My mother has always been good at sewing.  She made most of our clothes, and even a spring jacket for my sister and me.  She made a pants outfit for me once, and matched the plaids so well that people commented on it.  But it is only recently that she had gotten interested in quilting.  It was my grandmother, my mother's mother, that was the quilter.  She was famous for her beautiful hand-stitched quilts.  Everyone tells me that she had an eye for putting together colors.  I have one of her quilts, but I don't remember ever seeing her put one together.  By the time I was born, it hurt her hands and her eyes too much to do the close work necessary.

Recently, though, my mother has begun quilting.  And two years ago she gave me this beautiful lap quilt.  I thought the colors were amazing.  It holds a place of honor in our living room.

But it turns out that I did not know everything about it.

On the piece of paper that my mother gave me, she told me that this quilt was a collaboration, in a way.

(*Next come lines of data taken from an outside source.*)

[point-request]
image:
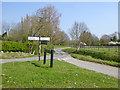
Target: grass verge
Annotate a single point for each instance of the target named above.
(34, 74)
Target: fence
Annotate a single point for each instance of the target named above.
(51, 52)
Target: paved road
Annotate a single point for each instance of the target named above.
(60, 55)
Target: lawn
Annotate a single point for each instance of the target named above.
(34, 74)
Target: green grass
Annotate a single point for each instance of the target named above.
(34, 74)
(14, 55)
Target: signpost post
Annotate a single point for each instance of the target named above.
(40, 39)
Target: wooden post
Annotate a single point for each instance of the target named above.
(44, 55)
(51, 63)
(39, 48)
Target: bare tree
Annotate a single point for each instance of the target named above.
(48, 21)
(76, 31)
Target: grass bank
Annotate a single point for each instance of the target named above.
(81, 54)
(33, 74)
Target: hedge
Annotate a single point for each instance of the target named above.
(23, 47)
(95, 54)
(14, 46)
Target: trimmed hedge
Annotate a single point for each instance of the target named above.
(14, 46)
(22, 47)
(95, 54)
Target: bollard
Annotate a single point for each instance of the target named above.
(44, 55)
(51, 63)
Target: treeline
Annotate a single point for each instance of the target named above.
(45, 23)
(81, 35)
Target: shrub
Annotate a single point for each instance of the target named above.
(14, 46)
(95, 54)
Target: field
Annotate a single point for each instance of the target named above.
(33, 74)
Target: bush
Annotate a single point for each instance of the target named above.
(95, 54)
(14, 46)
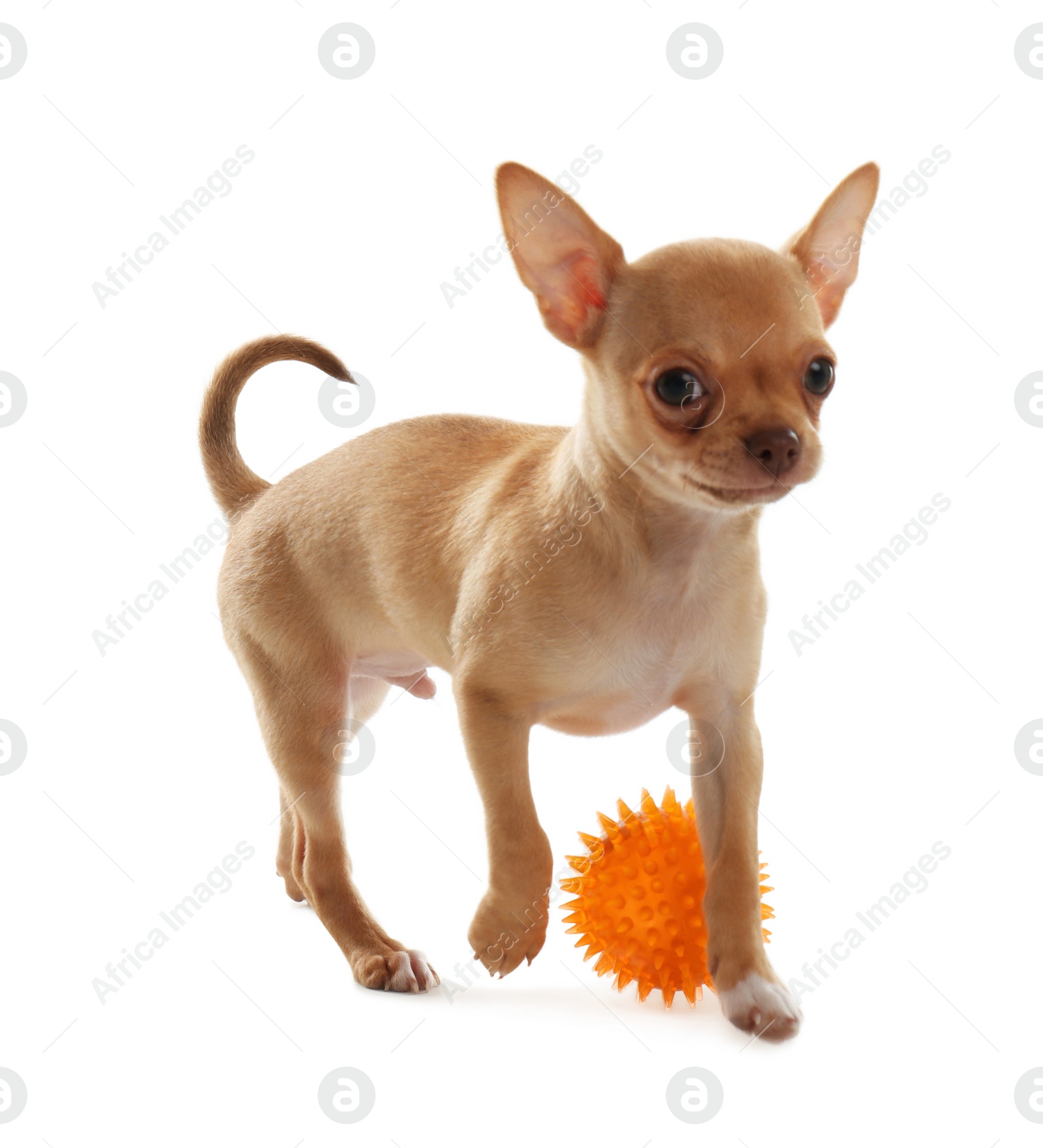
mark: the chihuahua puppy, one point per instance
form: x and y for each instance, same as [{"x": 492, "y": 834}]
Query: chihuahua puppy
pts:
[{"x": 707, "y": 368}]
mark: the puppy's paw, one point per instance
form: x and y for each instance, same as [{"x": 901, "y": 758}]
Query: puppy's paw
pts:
[
  {"x": 395, "y": 971},
  {"x": 503, "y": 934},
  {"x": 763, "y": 1007}
]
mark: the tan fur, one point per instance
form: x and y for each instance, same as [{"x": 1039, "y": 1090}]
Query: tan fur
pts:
[{"x": 585, "y": 579}]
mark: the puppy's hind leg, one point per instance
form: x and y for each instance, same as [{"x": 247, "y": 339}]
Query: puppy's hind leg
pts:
[
  {"x": 285, "y": 855},
  {"x": 301, "y": 704}
]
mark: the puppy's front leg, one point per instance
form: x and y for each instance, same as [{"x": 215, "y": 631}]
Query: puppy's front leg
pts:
[
  {"x": 727, "y": 797},
  {"x": 511, "y": 922}
]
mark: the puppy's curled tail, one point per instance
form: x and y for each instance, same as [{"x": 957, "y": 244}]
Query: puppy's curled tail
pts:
[{"x": 233, "y": 484}]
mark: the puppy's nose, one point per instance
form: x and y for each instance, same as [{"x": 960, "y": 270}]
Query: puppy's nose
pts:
[{"x": 777, "y": 451}]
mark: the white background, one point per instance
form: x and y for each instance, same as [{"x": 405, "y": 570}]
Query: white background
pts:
[{"x": 890, "y": 733}]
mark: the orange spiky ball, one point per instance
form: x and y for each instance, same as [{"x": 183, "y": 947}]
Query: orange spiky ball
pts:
[{"x": 639, "y": 899}]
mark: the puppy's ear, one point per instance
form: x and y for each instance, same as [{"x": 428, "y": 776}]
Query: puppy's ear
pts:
[
  {"x": 561, "y": 254},
  {"x": 827, "y": 248}
]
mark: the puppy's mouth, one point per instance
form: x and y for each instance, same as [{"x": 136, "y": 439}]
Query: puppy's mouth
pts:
[{"x": 741, "y": 496}]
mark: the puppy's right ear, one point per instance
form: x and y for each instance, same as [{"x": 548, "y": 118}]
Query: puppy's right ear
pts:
[{"x": 561, "y": 255}]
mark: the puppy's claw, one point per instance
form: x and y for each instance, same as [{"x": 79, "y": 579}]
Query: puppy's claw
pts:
[
  {"x": 396, "y": 971},
  {"x": 763, "y": 1007}
]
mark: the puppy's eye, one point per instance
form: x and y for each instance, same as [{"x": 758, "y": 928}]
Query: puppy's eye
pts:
[
  {"x": 677, "y": 387},
  {"x": 818, "y": 378}
]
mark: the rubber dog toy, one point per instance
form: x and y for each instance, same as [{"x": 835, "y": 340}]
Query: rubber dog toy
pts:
[{"x": 638, "y": 900}]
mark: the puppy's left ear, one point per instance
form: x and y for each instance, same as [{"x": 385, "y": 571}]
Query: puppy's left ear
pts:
[
  {"x": 827, "y": 248},
  {"x": 561, "y": 255}
]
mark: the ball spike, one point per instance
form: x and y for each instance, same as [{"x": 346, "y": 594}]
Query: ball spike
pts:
[{"x": 637, "y": 899}]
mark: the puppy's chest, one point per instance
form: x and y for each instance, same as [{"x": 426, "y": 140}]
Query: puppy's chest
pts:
[{"x": 647, "y": 649}]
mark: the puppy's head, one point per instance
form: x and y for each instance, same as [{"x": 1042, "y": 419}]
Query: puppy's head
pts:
[{"x": 708, "y": 356}]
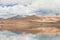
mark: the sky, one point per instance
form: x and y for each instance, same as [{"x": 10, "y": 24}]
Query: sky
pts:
[{"x": 10, "y": 8}]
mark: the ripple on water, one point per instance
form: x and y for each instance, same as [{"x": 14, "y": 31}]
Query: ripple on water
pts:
[{"x": 8, "y": 35}]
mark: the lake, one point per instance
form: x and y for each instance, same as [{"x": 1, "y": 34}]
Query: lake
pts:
[{"x": 8, "y": 35}]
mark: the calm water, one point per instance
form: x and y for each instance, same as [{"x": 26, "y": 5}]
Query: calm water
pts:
[{"x": 7, "y": 35}]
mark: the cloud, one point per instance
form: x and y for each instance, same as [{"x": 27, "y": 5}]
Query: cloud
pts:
[{"x": 28, "y": 7}]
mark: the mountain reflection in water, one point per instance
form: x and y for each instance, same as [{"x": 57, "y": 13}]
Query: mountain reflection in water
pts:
[{"x": 8, "y": 35}]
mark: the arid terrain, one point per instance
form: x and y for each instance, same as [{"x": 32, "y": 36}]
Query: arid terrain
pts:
[{"x": 32, "y": 24}]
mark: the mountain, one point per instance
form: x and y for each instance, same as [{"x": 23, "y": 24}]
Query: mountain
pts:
[{"x": 32, "y": 24}]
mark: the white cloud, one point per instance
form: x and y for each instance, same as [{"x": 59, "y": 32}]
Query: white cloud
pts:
[{"x": 32, "y": 5}]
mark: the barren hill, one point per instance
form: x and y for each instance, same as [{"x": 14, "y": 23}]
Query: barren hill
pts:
[{"x": 31, "y": 24}]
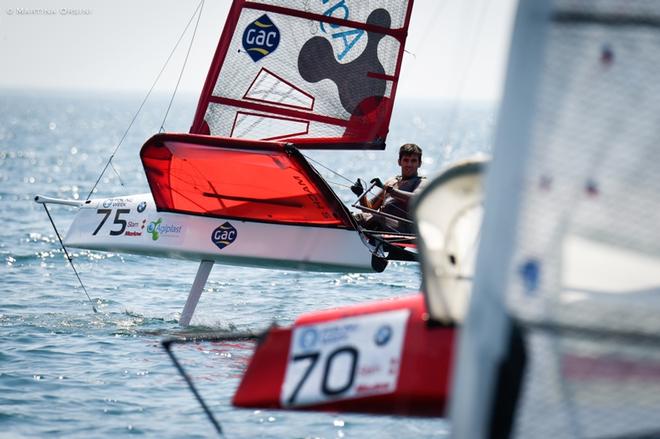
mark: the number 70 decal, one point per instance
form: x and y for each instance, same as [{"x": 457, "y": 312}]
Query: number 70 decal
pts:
[{"x": 344, "y": 359}]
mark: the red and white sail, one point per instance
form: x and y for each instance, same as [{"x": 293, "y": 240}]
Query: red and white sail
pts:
[{"x": 321, "y": 69}]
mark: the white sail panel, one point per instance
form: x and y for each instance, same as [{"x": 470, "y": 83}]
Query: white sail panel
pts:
[
  {"x": 271, "y": 89},
  {"x": 265, "y": 127},
  {"x": 334, "y": 63}
]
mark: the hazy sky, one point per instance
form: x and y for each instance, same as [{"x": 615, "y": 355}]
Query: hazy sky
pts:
[{"x": 457, "y": 47}]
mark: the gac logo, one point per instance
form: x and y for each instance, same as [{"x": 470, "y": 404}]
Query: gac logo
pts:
[
  {"x": 224, "y": 235},
  {"x": 261, "y": 38}
]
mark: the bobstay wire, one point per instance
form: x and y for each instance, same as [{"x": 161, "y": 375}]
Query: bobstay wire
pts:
[{"x": 198, "y": 11}]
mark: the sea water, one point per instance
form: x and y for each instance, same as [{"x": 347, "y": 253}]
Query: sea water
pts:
[{"x": 66, "y": 371}]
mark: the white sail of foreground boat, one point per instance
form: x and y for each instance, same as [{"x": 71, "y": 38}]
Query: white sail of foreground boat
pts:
[{"x": 561, "y": 338}]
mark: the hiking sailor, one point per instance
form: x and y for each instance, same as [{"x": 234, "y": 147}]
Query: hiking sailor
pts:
[{"x": 395, "y": 195}]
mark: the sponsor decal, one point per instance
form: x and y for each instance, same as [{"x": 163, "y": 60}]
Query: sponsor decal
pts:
[
  {"x": 158, "y": 229},
  {"x": 261, "y": 38},
  {"x": 343, "y": 359},
  {"x": 115, "y": 202},
  {"x": 224, "y": 235},
  {"x": 134, "y": 228},
  {"x": 383, "y": 335},
  {"x": 308, "y": 339}
]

After my grandmother died, my aunt discovered some pieces that my grandmother had cut out, and a pattern for a quilt square.  She took half of the pieces, and gave my mother the other half.  But neither of them knew what to do with them.  They had a pattern, but were not sure how to put it together.

One day, one of my mother's friends took a look at the pieces and the pattern, and she could figure it out.  Then my mother could begin to make the squares that would form the quilt.

It took a long time; in the process she decided to divide the pieces and make two quilts instead of one; my sister just received the other one.  Until Wednesday, though, I never knew that my grandmother had a hand in the quilt I received from my mother.

I see it differently now.  It is not just a quilt.  It is a story.  It was always a story, but until Wednesday I did not know the language that the quilt was speaking, even though I loved it.

My mother's quilt makes me think of the church these days, what has been passed down to us, what we value, what we know.  I know many of the older people in my congregation value and love liturgy.  They have been singing and praying in a particular way for many years, as it has been passed down to them.  They have learned some new rhythms along the way, it's true, but they still sing and pray the basic pattern, and they find it beautiful, and comforting, even, at times (although a seminarian friend recently scoffed at the idea of comforting religion).

And yet I wonder if we still remember the stories behind the rhythms and the words of liturgy, the ones that change it from a beautiful object into a story about us, about our mothers and our grandmothers and our great-grandmothers.  I wonder if we still remember the stories that speak about love that pursues us through the ages, that pieces us together, that made us by hand.  I wonder if we still remember the stories of why we sing and say and pray the things we do, and if we are even curious.